Abby: She sent this an hour after her interview with Dale: [reading from her file] “Just interviewed with giant bald dork at AlphaCo. Think the loser liked me. We'll see. Hope I get an offer from BetaCo. Can't imagine working for that guy.”
Jim: This really isn't funny.
Abby: Oh, no.
Jim: I mean, we're plan B for her, and she's talking about her potential boss behind his back. But she's, you know…right.
Abby: So right!
Jim: Well, Dale didn't much like her either. He ranked her sixth. So what about Franklin?
Abby: Franklin…does have a specific issue. On his page, one of the pictures shows Franklin without a shirt and kind of from behind. He has a tattoo about the size of a playing card on his right shoulder blade…

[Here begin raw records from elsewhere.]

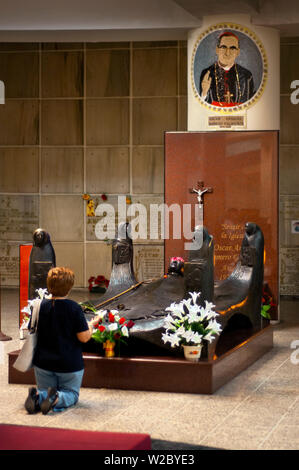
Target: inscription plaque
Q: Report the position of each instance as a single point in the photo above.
(148, 262)
(242, 169)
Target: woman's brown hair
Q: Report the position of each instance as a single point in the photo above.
(60, 281)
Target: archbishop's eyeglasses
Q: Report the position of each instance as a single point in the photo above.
(231, 48)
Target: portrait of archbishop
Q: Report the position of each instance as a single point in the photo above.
(228, 68)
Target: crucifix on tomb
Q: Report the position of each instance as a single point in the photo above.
(228, 96)
(200, 191)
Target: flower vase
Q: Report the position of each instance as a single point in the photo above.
(192, 353)
(109, 348)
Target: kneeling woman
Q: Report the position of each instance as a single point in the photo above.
(58, 362)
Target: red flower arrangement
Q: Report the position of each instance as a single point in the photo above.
(111, 327)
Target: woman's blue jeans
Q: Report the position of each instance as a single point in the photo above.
(67, 384)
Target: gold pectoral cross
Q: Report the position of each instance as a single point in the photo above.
(228, 96)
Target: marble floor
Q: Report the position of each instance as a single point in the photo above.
(259, 409)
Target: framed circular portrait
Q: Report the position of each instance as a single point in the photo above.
(229, 68)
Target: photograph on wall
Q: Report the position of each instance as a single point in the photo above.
(228, 68)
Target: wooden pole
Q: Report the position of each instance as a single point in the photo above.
(3, 337)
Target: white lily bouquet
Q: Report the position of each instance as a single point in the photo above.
(27, 310)
(189, 324)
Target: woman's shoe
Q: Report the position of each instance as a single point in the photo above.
(32, 402)
(49, 402)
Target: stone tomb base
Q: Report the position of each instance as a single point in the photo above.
(164, 374)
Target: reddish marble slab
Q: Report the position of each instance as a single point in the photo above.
(242, 169)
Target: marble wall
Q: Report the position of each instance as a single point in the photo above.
(289, 170)
(84, 118)
(90, 118)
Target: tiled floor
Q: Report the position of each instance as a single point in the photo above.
(259, 409)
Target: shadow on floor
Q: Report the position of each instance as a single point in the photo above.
(158, 444)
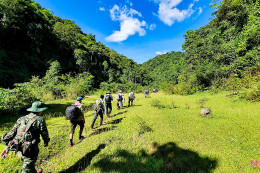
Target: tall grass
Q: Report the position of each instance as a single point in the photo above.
(162, 133)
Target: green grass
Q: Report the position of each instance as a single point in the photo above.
(162, 133)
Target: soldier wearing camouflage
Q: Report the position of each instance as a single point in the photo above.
(36, 129)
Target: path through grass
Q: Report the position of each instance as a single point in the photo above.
(161, 133)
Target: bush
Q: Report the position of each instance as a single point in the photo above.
(253, 93)
(12, 100)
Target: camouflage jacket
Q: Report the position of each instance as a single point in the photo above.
(37, 128)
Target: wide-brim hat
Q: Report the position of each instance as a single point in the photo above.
(37, 106)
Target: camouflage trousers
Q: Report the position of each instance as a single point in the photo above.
(29, 161)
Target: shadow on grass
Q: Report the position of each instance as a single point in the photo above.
(102, 130)
(84, 162)
(119, 113)
(165, 158)
(116, 121)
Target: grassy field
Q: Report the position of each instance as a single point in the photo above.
(162, 133)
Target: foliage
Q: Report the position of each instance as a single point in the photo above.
(143, 138)
(32, 37)
(11, 100)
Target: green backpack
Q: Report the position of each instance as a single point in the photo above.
(97, 106)
(21, 140)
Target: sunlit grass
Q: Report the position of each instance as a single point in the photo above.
(160, 133)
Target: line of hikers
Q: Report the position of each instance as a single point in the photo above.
(24, 137)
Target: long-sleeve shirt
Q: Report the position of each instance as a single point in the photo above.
(37, 129)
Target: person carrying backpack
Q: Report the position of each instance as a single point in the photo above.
(108, 100)
(99, 110)
(24, 137)
(79, 120)
(131, 98)
(120, 100)
(146, 92)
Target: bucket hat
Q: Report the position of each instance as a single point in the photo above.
(37, 106)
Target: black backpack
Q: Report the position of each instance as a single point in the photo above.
(72, 112)
(107, 98)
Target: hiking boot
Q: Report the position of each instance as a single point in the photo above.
(81, 137)
(39, 170)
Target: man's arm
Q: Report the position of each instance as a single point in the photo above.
(12, 132)
(44, 132)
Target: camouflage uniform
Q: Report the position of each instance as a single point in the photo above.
(37, 128)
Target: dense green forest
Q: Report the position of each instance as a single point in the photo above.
(32, 38)
(45, 57)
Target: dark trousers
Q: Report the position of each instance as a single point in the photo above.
(108, 108)
(130, 101)
(95, 118)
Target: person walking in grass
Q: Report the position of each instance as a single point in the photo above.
(24, 137)
(120, 100)
(80, 120)
(99, 110)
(131, 98)
(146, 92)
(108, 100)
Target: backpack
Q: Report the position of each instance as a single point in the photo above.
(72, 112)
(107, 99)
(132, 97)
(119, 97)
(21, 139)
(97, 106)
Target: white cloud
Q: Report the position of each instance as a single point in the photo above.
(168, 14)
(129, 2)
(102, 8)
(200, 10)
(128, 24)
(152, 26)
(160, 53)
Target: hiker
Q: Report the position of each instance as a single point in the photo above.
(80, 120)
(27, 127)
(108, 100)
(119, 98)
(98, 111)
(146, 92)
(155, 90)
(131, 98)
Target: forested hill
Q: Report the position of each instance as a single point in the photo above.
(31, 38)
(226, 47)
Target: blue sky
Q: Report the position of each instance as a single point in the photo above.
(138, 29)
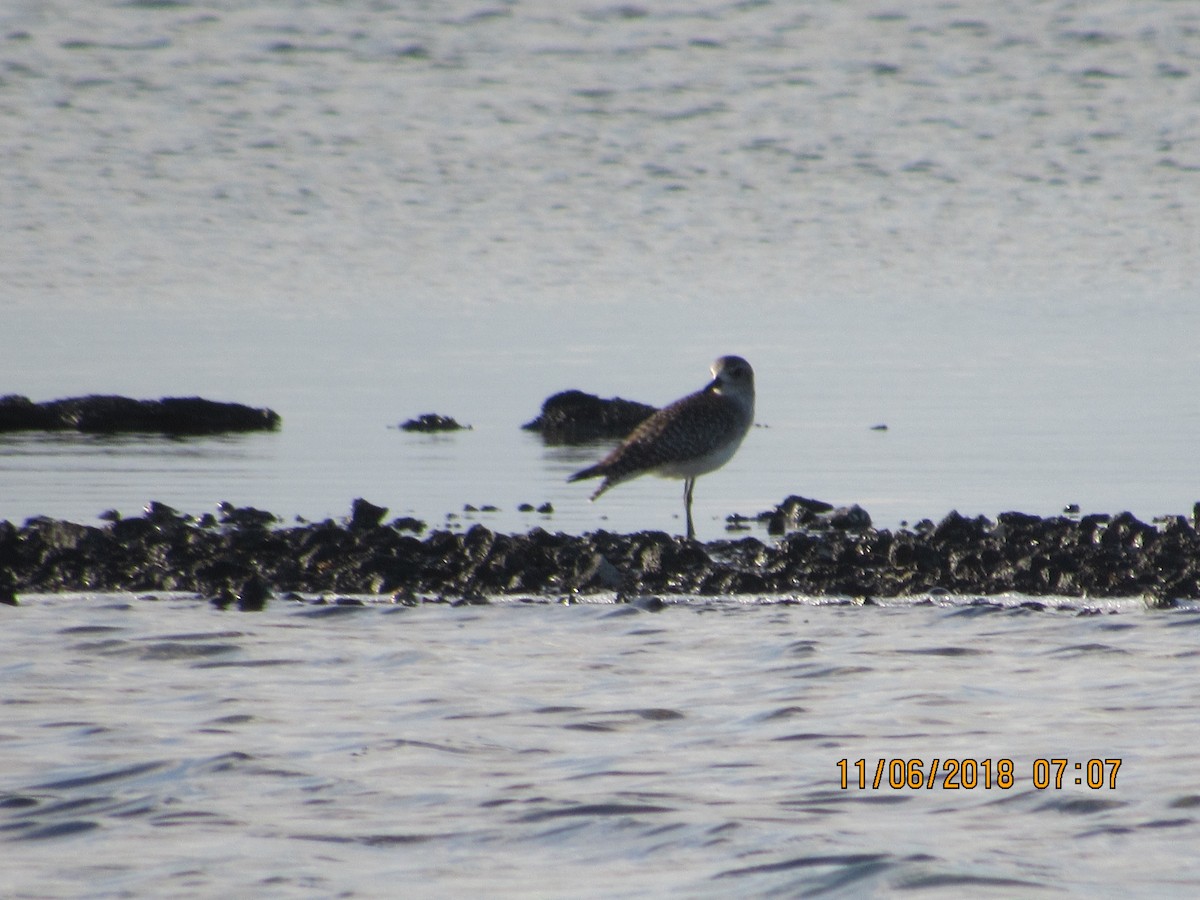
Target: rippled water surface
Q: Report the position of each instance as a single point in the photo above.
(159, 747)
(971, 222)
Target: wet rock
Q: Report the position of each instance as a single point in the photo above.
(111, 414)
(795, 513)
(365, 515)
(7, 589)
(251, 597)
(430, 423)
(250, 557)
(245, 516)
(573, 417)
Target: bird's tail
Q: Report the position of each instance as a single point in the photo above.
(589, 472)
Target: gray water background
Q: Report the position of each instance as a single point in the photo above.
(972, 222)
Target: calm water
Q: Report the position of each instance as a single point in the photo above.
(971, 222)
(160, 748)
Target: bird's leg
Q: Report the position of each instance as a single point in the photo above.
(688, 487)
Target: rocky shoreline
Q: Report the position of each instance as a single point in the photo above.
(244, 557)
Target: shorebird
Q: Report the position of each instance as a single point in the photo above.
(687, 439)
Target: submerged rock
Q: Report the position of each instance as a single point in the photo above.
(249, 558)
(112, 414)
(574, 417)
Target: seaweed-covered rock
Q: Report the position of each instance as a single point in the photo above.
(111, 414)
(574, 418)
(250, 557)
(431, 423)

Jim: That's it? Abby, lots of these kids that interview with us probably have tattoos. If it's not visible when he's in a suit, I really don't see…
Abby: It's not a regular tattoo or I wouldn't make a big deal out of it. It's very distinctive; it seemed like I had seen one like it before, maybe on TV. So I started looking around the Internet and eventually I found it. It's a hate group.
Jim: Dang! Dale ranked him first. He thought Franklin was absolutely terrific. Are you sure it was a match? I mean, might he have a similar tattoo?
Abby: 100 percent sure. The coloring, design, script, and motto are absolutely identical. This isn't something generic that Franklin got out of a catalog at a tattoo parlor.
Jim: And they're really bad?
Abby: They're very into Hitler.
Jim: I see.
Abby: Look, maybe he got it without knowing much about the group. Maybe he did just see the design and thought it was cool. Maybe he has no idea about what it represents.
Jim: Possibly, I suppose. I want to look at his page myself later. Let's do the next one, Gordon. What's the scoop on Ms. Gordon?
Abby: There is no scoop on her. No Facebook page. No MySpace. Nothing. She hardly comes up if you Google her.
Jim: Well, that's okay. I don't have any social networking stuff.
Abby: You're thirty-five. Look, I'm not saying it's a bad thing, it’s just she’s the only one of all these candidates without a substantial online profile. Maybe she’s a loner.
Jim: Or she might just interact with humans in person. Or she might really value her privacy.
Abby: Maybe so.
Jim: Well, Dale wasn't wowed by her. Ranked her seventh overall. “Bland personality, bland resume,” he told me. She does have good grades.
Abby: Sounds about right. You ready for some more?